For the sake of argument, let's say any.



> Oh, on that basis, I'd argue that the shows you're looking for already exist - the modern police procedural is a good example of a show that uses extrapolated access to information and analysis.



Au contraire. Most procedurals, despite not being billed as science fiction, are littered with quasi-magical technology. Real forensic science takes a lot more time to get through, and is far more prone to bureaucratic holdups, budget cuts, and human error than any of the cops shows. Real medicine vs TV medicine, same difference. Extrapolate to your procedural of choice.

I point this out because there are exceptions. Part of the joy of watching The Wire is all the things they have to go through to set up their titular equipment, and how hilariously old and limited it is compared to audience expectations.

It's not impossible to do a sci-fi show in which faster than light travel is impossible and the science is otherwise realistic.



> for economic reasons modern TV and movies must also satisfy the viewer's need for escapism



I don't agree with that. Escapism isn't everything, and today's market for film and TV allows for all kinds of niches to be explored. Fantasy is of course never realistic, but if people are flocking to Game of Thrones I think a sci-fi show with similar tone could work.


----------



## ggroy (Jul 22, 2013)

^
What would be an example of an extremely realistic procedural show?


----------



## Umbran (Jul 22, 2013)

frankthedm said:


> I would argue for its time, the actions they took WERE very direct. Especially the casting choices.




There's only so far we can go under the board rules.  I'll just say that I feel the casting choices represented a general statement of human value, not a commentary on specific individual policies.  And it was still buried in an allegory.  

The difference is that between an implication and a direct explicit statement.


----------



## Janx (Jul 22, 2013)

Kaodi said:


> Do you think it is plausible that there _would_ be advanced alien species with mindsets that we could at least understand the broad strokes of, given convergent evolution?




This is actually a cool question that has nothing to do with what's wrong with a TV show.  I like it.

Let's assume we're talking aliens that use tools, have technology (space ships?) and not alien wild life.  We barely understand cats, why would we assume we could understand 3 legged galumphs of the mountain acid marshes of Xenos Prime?

So I'm envisioning an alien society (more than one alien), that built a ship, and is travelling in space, and our ship, the Enterprise encounters them.

Aside from the problem that I can't envision an alien mindset different from my own, what is the probability that an alien species could achieve all that AND not have some mindset traits in common with humans?

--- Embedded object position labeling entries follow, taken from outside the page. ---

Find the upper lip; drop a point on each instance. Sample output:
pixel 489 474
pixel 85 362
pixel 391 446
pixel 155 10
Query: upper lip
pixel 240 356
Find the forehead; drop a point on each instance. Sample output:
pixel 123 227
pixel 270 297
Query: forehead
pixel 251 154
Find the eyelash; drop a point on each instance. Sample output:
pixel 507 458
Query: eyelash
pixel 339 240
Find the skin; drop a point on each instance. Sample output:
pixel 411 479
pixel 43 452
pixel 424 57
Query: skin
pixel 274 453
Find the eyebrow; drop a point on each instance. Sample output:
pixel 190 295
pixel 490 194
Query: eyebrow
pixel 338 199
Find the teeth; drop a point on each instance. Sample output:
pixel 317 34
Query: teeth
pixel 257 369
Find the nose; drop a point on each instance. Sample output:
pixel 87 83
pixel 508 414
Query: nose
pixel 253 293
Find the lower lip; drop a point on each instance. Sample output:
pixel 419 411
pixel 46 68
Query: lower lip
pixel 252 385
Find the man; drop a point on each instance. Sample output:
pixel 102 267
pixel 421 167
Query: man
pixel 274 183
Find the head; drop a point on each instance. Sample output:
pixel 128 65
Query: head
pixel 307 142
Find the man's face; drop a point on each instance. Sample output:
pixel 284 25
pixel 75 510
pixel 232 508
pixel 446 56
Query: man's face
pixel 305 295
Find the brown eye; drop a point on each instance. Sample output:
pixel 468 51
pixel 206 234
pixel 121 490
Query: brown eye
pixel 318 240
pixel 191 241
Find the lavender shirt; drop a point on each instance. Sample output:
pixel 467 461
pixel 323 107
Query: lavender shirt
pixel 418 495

Humans need food, so do aliens
Humans try to reproduce, so do aliens
Humans use tools, so do aliens
Humans develop interstellar space ships, so do aliens

I have no doubt there will be cultural differences, we have that here on earth (Japanese or chinese music is based on a 5 note scale, as opposed to the 8 note octave that everybody else uses).  Clearly, some different ways of evolving in a subject for separate societies.

But I find it unlikely that the alien species would be incomprehensible to us. Psychologists, sociologists, and anthropologists would probably study them and identify how they view things and what real earth cultures they are similar to in their beliefs and behaviors.


----------



## MarkB (Jul 22, 2013)

ggroy said:


> ^
> What would be an example of an extremely realistic procedural show?

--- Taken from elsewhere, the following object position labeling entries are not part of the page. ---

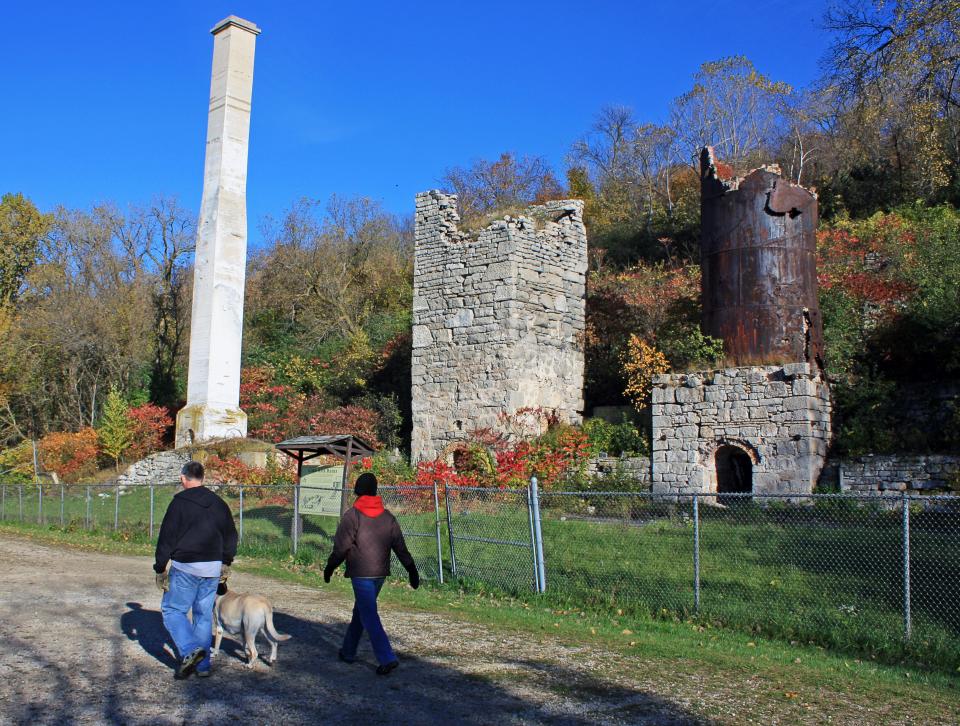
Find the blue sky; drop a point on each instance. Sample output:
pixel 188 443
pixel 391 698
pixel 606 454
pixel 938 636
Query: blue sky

I won't claim "extremely realistic", but _Castle_ manages to avoid playing fast-and-loose with forensics most of the time, doesn't use massive computer displays (except in one episode that did it for laughs), and avoids some of the sillier genre cliches - for instance, whilst the show is fond of the last-act villain confrontation, they don't rely on provoking a confession, but go in already possessing the evidence they need.


----------



## sabrinathecat (Jul 22, 2013)

ggroy said:


> ^
> What would be an example of an extremely realistic procedural show?




The SandBaggers
Original Hawaii 5-O.
Both are dated, and Sandbaggers is more espionage, but both were very realistic and groundbreaking for their time. (Supposedly several US agencies use Sandbaggers to break their agents of the illusion of becoming James Bond.)


----------



## Tequila Sunrise (Jul 22, 2013)

Janx said:


> So I'm envisioning an alien society (more than one alien), that built a ship, and is travelling in space, and our ship, the Enterprise encounters them.
> 
> Aside from the problem that I can't envision an alien mindset different from my own, what is the probability that an alien species could achieve all that AND not have some mindset traits in common with humans?
> 
> ...



Careful, you're getting dangerously close to critical thought. 

When we finally start communicating with real aliens, I think it'll be surprising to most of us how similar their motivations and mindsets are to ours. And I think the differences will appear in very unexpected aspects, like if we find out that they evolved from a rodent-like species so they have whiskers and tails which they lean on when standing upright. Or maybe their evolutionary path will have been similar to ours, except for different environmental nutrients, which resulted in anime-colored hair.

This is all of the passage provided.